Germán le sonrió, advirtiendo por dónde venía Aitana. ¡Sí que era una muchacha osada!
—¿Me estás reprochando algo? —le instó.
—No considero oportuno que comiera con la contraparte. Hernández es un hombre de pocos recursos, pero es nuestro representado. Su situación es lamentable, ha perdido una mano y creo que debemos ayudarlo a obtener lo más posible en esa conciliación.
—¿Está insinuando, señorita Villaverde, que yo no estoy actuando según los intereses de mi representado?
Ella se quedó callada, sabía que había ido demasiado lejos.
—¿Cree obtener sin dificultad lo que Hernández solicita? —le preguntó a su vez.
—No —reconoció él—. No creo que logre obtener lo que él solicita…
Aitana estaba furiosa.
—¡No puedo creerlo! —exclamó disgustada—. ¿Está conforme con eso?
—Se vincula demasiado con los casos y con los clientes, señorita Villaverde y eso no es bueno —le respondió él, calmado.
—Ese hombre ha perdido su mano dominante, no volverá a trabajar, ha confiado en nosotros… ¿cómo quiere que no me involucre? —continuó ella molesta.
—Hagamos algo: redactaré el acuerdo de conciliación en los términos que he pactado con el señor Artigas. Mañana temprano se lo daré para que lo lleve ante Hernández y él le de su aprobación.
A Aitana le hervía la sangre.
—¡Jamás podré llevarle algo que le perjudique! —exclamó.

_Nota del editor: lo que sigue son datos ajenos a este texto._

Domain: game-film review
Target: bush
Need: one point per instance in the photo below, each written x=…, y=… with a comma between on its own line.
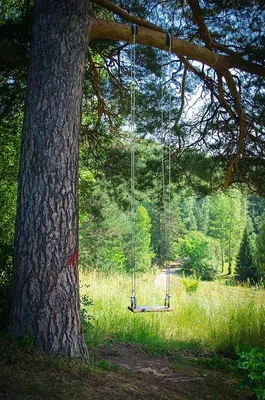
x=200, y=255
x=190, y=284
x=253, y=364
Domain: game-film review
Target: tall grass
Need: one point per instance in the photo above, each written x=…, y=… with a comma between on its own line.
x=214, y=317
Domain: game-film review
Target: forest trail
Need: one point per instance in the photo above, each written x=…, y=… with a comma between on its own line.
x=156, y=377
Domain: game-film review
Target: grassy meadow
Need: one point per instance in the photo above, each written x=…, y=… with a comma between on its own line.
x=214, y=317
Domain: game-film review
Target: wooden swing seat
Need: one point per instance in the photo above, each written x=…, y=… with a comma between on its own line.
x=141, y=309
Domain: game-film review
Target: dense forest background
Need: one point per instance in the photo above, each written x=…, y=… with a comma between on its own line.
x=214, y=232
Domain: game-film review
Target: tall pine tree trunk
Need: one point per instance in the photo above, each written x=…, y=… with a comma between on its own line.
x=45, y=292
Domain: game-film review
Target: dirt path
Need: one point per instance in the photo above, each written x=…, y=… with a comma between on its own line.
x=160, y=378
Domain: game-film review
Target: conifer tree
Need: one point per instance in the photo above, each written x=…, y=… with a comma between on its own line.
x=246, y=269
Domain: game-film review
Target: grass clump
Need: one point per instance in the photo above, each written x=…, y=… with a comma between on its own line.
x=214, y=317
x=252, y=363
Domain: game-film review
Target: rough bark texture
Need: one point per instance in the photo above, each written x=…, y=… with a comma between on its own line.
x=45, y=292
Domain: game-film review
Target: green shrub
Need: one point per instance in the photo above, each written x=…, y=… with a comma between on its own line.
x=86, y=316
x=253, y=364
x=190, y=284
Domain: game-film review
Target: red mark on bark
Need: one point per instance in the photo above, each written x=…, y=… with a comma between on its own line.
x=44, y=105
x=73, y=259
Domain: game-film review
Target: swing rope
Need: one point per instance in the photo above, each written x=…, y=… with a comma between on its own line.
x=132, y=133
x=168, y=219
x=166, y=193
x=166, y=204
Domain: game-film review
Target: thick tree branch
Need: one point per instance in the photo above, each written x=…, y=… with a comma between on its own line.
x=101, y=29
x=108, y=5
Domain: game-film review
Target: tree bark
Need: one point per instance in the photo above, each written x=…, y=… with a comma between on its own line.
x=45, y=291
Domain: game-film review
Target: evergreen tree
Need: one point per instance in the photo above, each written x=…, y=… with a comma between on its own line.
x=260, y=249
x=245, y=268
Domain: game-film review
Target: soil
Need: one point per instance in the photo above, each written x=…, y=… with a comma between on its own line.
x=120, y=372
x=156, y=377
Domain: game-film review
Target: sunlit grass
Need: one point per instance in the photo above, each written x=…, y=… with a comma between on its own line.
x=215, y=317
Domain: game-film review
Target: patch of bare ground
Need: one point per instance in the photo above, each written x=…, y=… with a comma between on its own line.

—Salga de aquí entonces —repuso él molesto también y levantándose de su asiento—. No deseo escuchar sus reproches ni un minuto más. Váyase y mañana temprano la espero, con la mente más fría.
Aitana se marchó del Bufete. ¡No toleraría trabajar más con un hombre que no cumple los sagrados principios de su profesión!
Sin embargo, cuando llegó a casa, no quiso contarle a nadie lo que le había sucedido, era demasiado privado y no era ni ético ni profesional hacerlo. Se acostó sobre la cama, revisó su teléfono y tampoco tenía noticias de Henri.